February 17th, 2008 at 11:48 am
“It still annoys the hell out of me that no single xml patch format has been developed…”
Because XML is an order of magnitude messier than JSON. Do you want to be able to PATCH DocTypes? How about processing instructions? How about replacing a character entity with it’s value? I know you can come up with answer for each one of these questions. It’s the fact that you have to ask them to begin with that’s the problem. JSON is refreshingly lacking these “features”.
February 17th, 2008 at 12:07 pm
I’m only interested in addressing the issues people actually have. E.g., I’ve never heard anyone ask for the ability to patch doctypes. The solution becomes a lot easier to come up with if we reduce the number of questions that have to be asked.
February 17th, 2008 at 3:37 pm
[posted to Mark Baker’s blog before I saw this, but equally applicable here]
The interesting question, to me, is whether client-side toolkits will evolve to the point where they’re smart enough to realise that they should PATCH when the user says to PUT — and whether that’ll be considered a feature or a bug.
February 17th, 2008 at 6:11 pm
Given a usable patch format, I could likely add support for that to Abdera pretty quickly.
February 18th, 2008 at 4:50 am
On a number of applications I have developed I have needed to alter the DOCTYPE, PIs and perform some sort of c14n while passing documents around.

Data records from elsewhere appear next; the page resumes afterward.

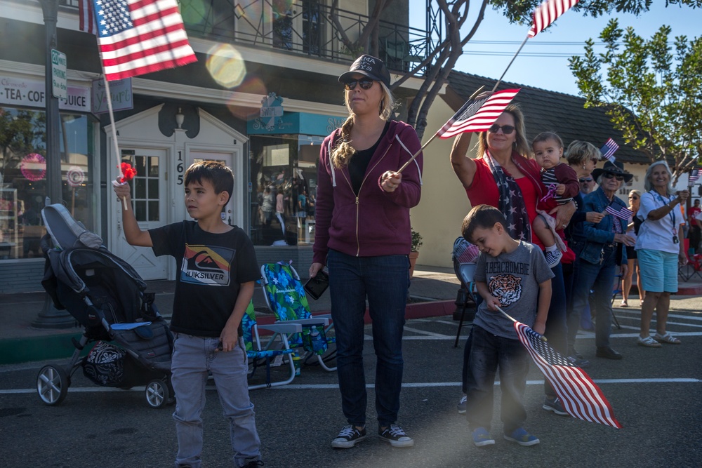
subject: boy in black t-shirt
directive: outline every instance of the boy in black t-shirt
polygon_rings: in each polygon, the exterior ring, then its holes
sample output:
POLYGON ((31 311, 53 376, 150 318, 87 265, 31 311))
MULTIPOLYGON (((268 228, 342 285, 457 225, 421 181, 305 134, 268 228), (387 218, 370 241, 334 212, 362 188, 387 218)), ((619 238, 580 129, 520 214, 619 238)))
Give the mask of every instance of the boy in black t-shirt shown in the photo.
MULTIPOLYGON (((176 467, 200 467, 205 384, 212 373, 230 420, 237 467, 263 464, 253 405, 249 398, 241 317, 260 277, 253 245, 246 233, 225 224, 222 208, 234 189, 231 170, 221 163, 196 163, 185 171, 185 208, 197 221, 143 231, 134 211, 122 211, 127 242, 170 255, 177 264, 171 329, 175 335, 171 382, 176 396, 176 467)), ((114 192, 131 201, 128 185, 114 192)))

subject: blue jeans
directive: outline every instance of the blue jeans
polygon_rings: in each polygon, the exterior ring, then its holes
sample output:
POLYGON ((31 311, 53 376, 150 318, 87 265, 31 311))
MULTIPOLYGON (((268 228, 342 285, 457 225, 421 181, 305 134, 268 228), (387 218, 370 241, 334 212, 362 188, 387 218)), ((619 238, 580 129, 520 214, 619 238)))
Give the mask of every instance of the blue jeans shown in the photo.
POLYGON ((616 274, 616 248, 603 248, 601 263, 578 259, 573 288, 573 314, 580 314, 588 304, 590 290, 594 291, 593 303, 597 316, 595 345, 609 346, 612 325, 612 288, 616 274))
POLYGON ((199 468, 202 452, 202 410, 207 371, 212 373, 234 450, 234 463, 243 467, 260 460, 253 405, 249 399, 249 366, 244 341, 228 352, 215 352, 219 338, 176 333, 173 341, 171 382, 176 403, 173 419, 178 434, 176 467, 199 468))
POLYGON ((526 387, 529 356, 519 340, 493 335, 474 325, 470 336, 466 416, 470 430, 489 429, 492 422, 495 375, 500 368, 501 419, 505 434, 524 425, 522 401, 526 387))
POLYGON ((402 332, 409 288, 407 255, 327 255, 331 317, 336 333, 336 372, 341 407, 350 424, 366 424, 363 317, 366 298, 376 351, 376 412, 380 427, 397 420, 402 386, 402 332))

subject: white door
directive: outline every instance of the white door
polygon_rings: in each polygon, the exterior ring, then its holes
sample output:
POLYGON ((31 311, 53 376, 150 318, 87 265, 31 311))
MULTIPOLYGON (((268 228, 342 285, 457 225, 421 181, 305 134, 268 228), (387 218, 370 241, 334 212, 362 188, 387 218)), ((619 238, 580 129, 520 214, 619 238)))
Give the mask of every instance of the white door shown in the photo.
MULTIPOLYGON (((166 151, 136 147, 121 148, 121 151, 122 161, 136 168, 136 175, 130 185, 132 206, 139 227, 146 230, 168 224, 165 181, 166 151)), ((121 203, 119 209, 124 209, 121 203)), ((130 246, 122 230, 121 211, 117 219, 117 242, 113 249, 115 255, 134 267, 143 279, 168 278, 169 257, 157 257, 150 248, 130 246)))
POLYGON ((223 163, 234 173, 234 193, 230 194, 229 201, 222 211, 222 219, 225 222, 231 226, 237 225, 239 213, 234 204, 234 199, 237 198, 238 189, 241 184, 241 175, 237 173, 237 171, 234 164, 234 154, 232 153, 194 151, 191 149, 188 156, 190 161, 185 167, 190 167, 190 164, 199 163, 202 161, 216 161, 217 162, 223 163))

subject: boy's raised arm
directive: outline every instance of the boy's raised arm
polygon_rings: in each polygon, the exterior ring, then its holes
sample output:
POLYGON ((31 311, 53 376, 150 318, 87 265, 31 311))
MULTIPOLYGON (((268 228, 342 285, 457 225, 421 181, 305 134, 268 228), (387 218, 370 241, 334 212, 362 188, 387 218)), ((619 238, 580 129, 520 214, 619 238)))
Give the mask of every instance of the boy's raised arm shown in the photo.
MULTIPOLYGON (((125 199, 128 206, 131 206, 131 190, 129 189, 129 184, 124 185, 113 185, 114 193, 120 200, 125 199)), ((154 243, 151 240, 151 234, 148 231, 142 231, 134 217, 134 210, 130 208, 128 210, 122 210, 122 229, 124 229, 124 237, 127 242, 132 246, 140 247, 153 247, 154 243)))

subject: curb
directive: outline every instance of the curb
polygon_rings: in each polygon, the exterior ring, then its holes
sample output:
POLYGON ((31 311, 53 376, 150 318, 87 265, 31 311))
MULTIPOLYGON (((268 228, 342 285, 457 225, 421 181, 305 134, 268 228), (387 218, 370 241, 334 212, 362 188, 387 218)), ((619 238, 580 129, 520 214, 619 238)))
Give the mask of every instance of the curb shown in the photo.
MULTIPOLYGON (((451 315, 455 309, 456 304, 453 300, 408 304, 405 317, 409 319, 451 315)), ((312 312, 312 316, 329 313, 329 311, 315 312, 312 312)), ((261 325, 270 324, 275 321, 275 317, 272 314, 260 315, 256 316, 256 321, 261 325)), ((364 321, 366 323, 371 323, 371 318, 367 309, 364 321)), ((260 331, 262 335, 267 334, 266 330, 260 331)), ((79 333, 72 333, 41 337, 0 340, 0 365, 19 364, 52 359, 67 359, 75 351, 71 338, 75 337, 77 340, 79 340, 81 336, 81 334, 79 333)), ((92 347, 90 345, 86 346, 81 355, 87 355, 91 347, 92 347)))

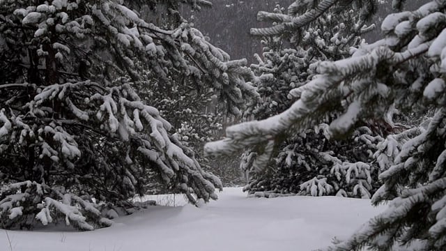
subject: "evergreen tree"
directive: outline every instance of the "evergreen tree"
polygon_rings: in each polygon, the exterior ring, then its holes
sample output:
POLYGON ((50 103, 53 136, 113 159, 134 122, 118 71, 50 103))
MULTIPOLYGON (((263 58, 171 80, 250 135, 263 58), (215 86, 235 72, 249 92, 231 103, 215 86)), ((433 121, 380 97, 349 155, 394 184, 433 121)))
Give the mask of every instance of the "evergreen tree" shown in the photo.
MULTIPOLYGON (((279 25, 259 31, 272 34, 301 29, 337 7, 371 6, 362 1, 310 3, 302 15, 277 15, 282 18, 279 25)), ((395 245, 412 243, 418 250, 446 248, 446 2, 432 1, 413 11, 399 11, 402 4, 394 1, 397 11, 383 22, 383 39, 362 46, 350 58, 318 63, 319 75, 291 91, 298 100, 287 110, 229 128, 227 139, 206 146, 208 153, 221 154, 256 145, 269 153, 290 129, 302 132, 333 111, 337 114, 328 132, 336 138, 368 119, 384 119, 394 107, 407 113, 434 109, 426 129, 407 140, 394 163, 380 175, 384 184, 372 202, 390 201, 387 210, 330 250, 359 250, 364 246, 391 250, 395 245)), ((257 158, 261 163, 267 160, 266 155, 257 158)))
POLYGON ((256 94, 252 73, 185 22, 178 3, 0 0, 2 227, 109 225, 98 204, 133 206, 154 181, 192 203, 217 198, 220 180, 169 132, 141 86, 183 78, 239 114, 256 94), (133 10, 146 6, 176 22, 157 26, 133 10))
MULTIPOLYGON (((298 13, 289 9, 290 18, 298 13)), ((275 14, 284 15, 284 8, 277 6, 275 13, 261 13, 261 20, 277 21, 275 14)), ((344 9, 337 15, 326 13, 305 30, 289 31, 265 37, 263 56, 252 65, 259 76, 258 91, 262 99, 253 109, 255 119, 264 119, 286 110, 293 102, 289 95, 293 89, 308 82, 316 75, 316 63, 323 60, 337 60, 351 55, 361 43, 360 35, 374 26, 363 26, 353 10, 344 9)), ((268 35, 254 30, 256 35, 268 35)), ((341 195, 369 198, 379 187, 380 169, 373 162, 373 153, 379 135, 387 133, 367 123, 374 132, 363 126, 353 137, 330 141, 326 123, 315 129, 288 137, 275 147, 274 155, 264 167, 249 162, 255 150, 247 151, 242 168, 248 173, 249 184, 245 188, 257 195, 276 196, 277 193, 300 193, 313 196, 341 195)))

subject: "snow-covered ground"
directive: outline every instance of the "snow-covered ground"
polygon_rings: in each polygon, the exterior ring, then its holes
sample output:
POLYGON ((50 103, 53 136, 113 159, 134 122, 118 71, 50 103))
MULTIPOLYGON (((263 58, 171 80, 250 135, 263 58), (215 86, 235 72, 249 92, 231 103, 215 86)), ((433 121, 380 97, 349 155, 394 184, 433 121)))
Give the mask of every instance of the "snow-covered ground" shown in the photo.
POLYGON ((240 188, 219 197, 201 208, 152 206, 93 231, 1 230, 0 250, 10 250, 6 234, 13 251, 312 250, 347 237, 385 208, 335 197, 247 198, 240 188))

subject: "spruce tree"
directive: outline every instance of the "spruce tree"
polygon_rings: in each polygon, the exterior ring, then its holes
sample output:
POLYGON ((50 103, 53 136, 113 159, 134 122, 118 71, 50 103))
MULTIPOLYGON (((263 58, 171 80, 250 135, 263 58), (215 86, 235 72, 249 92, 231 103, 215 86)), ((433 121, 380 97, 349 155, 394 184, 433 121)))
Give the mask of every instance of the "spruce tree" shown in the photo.
MULTIPOLYGON (((277 22, 275 14, 289 18, 298 15, 293 8, 287 13, 284 10, 277 6, 274 13, 260 13, 259 17, 277 22)), ((337 13, 324 13, 305 29, 269 37, 263 30, 253 30, 253 33, 264 36, 264 52, 261 56, 256 55, 259 63, 252 65, 259 79, 257 88, 262 98, 247 110, 248 115, 264 119, 286 110, 295 100, 289 91, 311 80, 318 61, 349 56, 360 46, 361 35, 374 28, 373 24, 363 25, 353 10, 342 9, 337 13)), ((249 176, 245 190, 257 196, 298 193, 369 198, 379 187, 377 177, 381 172, 373 161, 374 152, 388 132, 367 122, 352 137, 329 140, 330 135, 324 132, 332 117, 315 128, 291 134, 276 146, 275 157, 263 167, 249 161, 258 154, 255 149, 247 151, 242 162, 249 176)))
MULTIPOLYGON (((295 6, 307 3, 297 1, 295 6)), ((324 13, 352 3, 373 5, 362 1, 310 1, 305 13, 292 18, 277 15, 279 24, 259 31, 277 34, 302 29, 324 13)), ((418 250, 446 248, 446 2, 432 1, 413 11, 402 11, 401 1, 394 1, 393 6, 396 13, 380 27, 383 39, 362 45, 350 58, 319 63, 319 75, 291 91, 298 100, 287 110, 231 127, 227 139, 206 146, 210 154, 221 154, 255 145, 266 153, 256 159, 263 163, 284 135, 311 128, 333 111, 336 116, 328 129, 337 138, 369 119, 384 119, 394 108, 407 114, 433 110, 425 128, 407 132, 405 137, 412 132, 415 137, 402 145, 394 163, 379 176, 383 185, 372 203, 389 201, 387 208, 329 250, 364 246, 392 250, 394 245, 410 244, 418 250)))
POLYGON ((159 181, 192 203, 217 199, 220 180, 144 98, 184 79, 239 114, 255 96, 252 73, 185 22, 178 3, 0 0, 1 227, 107 226, 100 204, 132 207, 159 181), (143 8, 176 21, 157 26, 143 8))

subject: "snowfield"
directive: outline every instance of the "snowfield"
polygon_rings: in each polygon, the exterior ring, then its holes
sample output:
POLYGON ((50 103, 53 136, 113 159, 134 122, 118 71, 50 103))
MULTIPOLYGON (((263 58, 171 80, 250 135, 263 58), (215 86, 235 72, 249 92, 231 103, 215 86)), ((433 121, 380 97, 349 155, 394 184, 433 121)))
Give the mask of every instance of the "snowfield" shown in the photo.
MULTIPOLYGON (((173 203, 164 199, 157 199, 173 203)), ((8 236, 13 251, 312 250, 346 238, 385 208, 336 197, 247 198, 231 188, 201 208, 151 206, 93 231, 1 230, 0 250, 10 250, 8 236)))

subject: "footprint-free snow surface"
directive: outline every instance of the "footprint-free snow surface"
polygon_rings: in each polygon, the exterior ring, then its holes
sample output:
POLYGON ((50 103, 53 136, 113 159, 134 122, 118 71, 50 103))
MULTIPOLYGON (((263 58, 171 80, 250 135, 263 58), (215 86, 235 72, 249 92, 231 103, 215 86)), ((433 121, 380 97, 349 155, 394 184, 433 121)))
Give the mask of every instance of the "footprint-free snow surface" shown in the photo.
POLYGON ((10 250, 7 236, 13 251, 312 250, 346 238, 385 208, 336 197, 247 198, 240 188, 219 198, 201 208, 151 206, 93 231, 1 230, 0 250, 10 250))

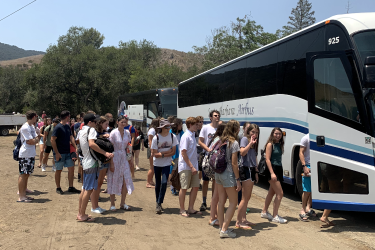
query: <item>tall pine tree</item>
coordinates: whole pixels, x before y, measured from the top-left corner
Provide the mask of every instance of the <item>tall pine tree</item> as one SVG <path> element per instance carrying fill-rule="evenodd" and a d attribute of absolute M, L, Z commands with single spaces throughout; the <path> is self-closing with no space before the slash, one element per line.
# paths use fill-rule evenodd
<path fill-rule="evenodd" d="M 297 6 L 292 9 L 292 16 L 289 16 L 290 20 L 288 22 L 289 25 L 282 27 L 284 36 L 300 30 L 315 23 L 316 20 L 313 16 L 315 12 L 311 12 L 312 7 L 308 0 L 298 0 Z"/>

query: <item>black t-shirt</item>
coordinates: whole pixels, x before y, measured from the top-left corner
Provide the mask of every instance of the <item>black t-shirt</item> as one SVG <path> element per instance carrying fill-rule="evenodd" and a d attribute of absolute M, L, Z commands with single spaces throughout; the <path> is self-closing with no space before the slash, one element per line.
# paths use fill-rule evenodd
<path fill-rule="evenodd" d="M 69 125 L 62 125 L 60 123 L 54 128 L 52 136 L 56 137 L 56 146 L 60 154 L 70 152 L 70 136 L 72 136 L 72 130 Z"/>

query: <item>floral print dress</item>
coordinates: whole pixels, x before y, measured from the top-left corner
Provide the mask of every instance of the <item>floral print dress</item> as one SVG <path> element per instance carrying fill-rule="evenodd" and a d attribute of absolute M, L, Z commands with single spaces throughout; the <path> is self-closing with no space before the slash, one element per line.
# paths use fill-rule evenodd
<path fill-rule="evenodd" d="M 107 192 L 108 194 L 121 195 L 122 181 L 125 179 L 125 184 L 128 188 L 128 194 L 132 194 L 134 190 L 134 185 L 132 180 L 129 162 L 126 160 L 126 148 L 128 142 L 131 142 L 130 133 L 126 130 L 124 130 L 124 139 L 118 128 L 114 130 L 110 134 L 109 140 L 114 144 L 114 171 L 112 172 L 109 168 L 107 174 Z"/>

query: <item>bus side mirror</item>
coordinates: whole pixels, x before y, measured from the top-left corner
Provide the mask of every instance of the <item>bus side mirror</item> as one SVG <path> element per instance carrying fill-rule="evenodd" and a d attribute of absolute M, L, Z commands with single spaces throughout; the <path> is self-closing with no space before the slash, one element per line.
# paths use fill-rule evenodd
<path fill-rule="evenodd" d="M 375 88 L 375 56 L 368 56 L 364 60 L 364 88 Z"/>

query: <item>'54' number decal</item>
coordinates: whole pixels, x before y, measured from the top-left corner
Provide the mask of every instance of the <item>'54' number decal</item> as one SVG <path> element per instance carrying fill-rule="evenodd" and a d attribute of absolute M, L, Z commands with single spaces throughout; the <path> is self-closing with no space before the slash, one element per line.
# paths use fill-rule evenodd
<path fill-rule="evenodd" d="M 336 36 L 336 38 L 330 38 L 328 40 L 328 44 L 338 44 L 340 42 L 340 36 Z"/>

I should imagine that for those working with XML these PATCH methods are very much a requirement.
February 18th, 2008 at 8:11 am
Noah, interesting. If I may ask, what kind of alterations to the doctype needed to be made?
February 18th, 2008 at 9:25 am
IMHO: If you want to edit the DOCTYPE, you get to PUT a new document. PATCH is clearly an optimization for speed/efficiency, not some bucket into which everyone can throw their pet features….
February 19th, 2008 at 12:14 am
James, the document processing application was responsible for correcting the DOCTYPE and removing PIs as part of a home-brew c14n process. It was essential to standardise on a common set of shared entities, protect from things like the billion laughs attack and remove any potentially dangerous processing instructions before handing off to 3rd party applications.
If I were using a RESTful storage medium (like CouchDB) I might have wanted to perform these operations as PATCHes, especially if the documents were large.
Having said that, the system I was working handled multiple variants so that the http://example.org/db/document-a/ resource might have HTML/XML/PDF representations available via content negotiation. I’ve yet to see a proposal of PATCH that would be able to reliably specify a specific representation to update.
The only mention in the draft-dusseault-http-patch-11 draft doesn’t offer a solution:
“The client attempted to modify a resource that has multiple representations but the server was unable to choose which representation to modify.”
With out ability this the whole discussion is mute, at least from my POV.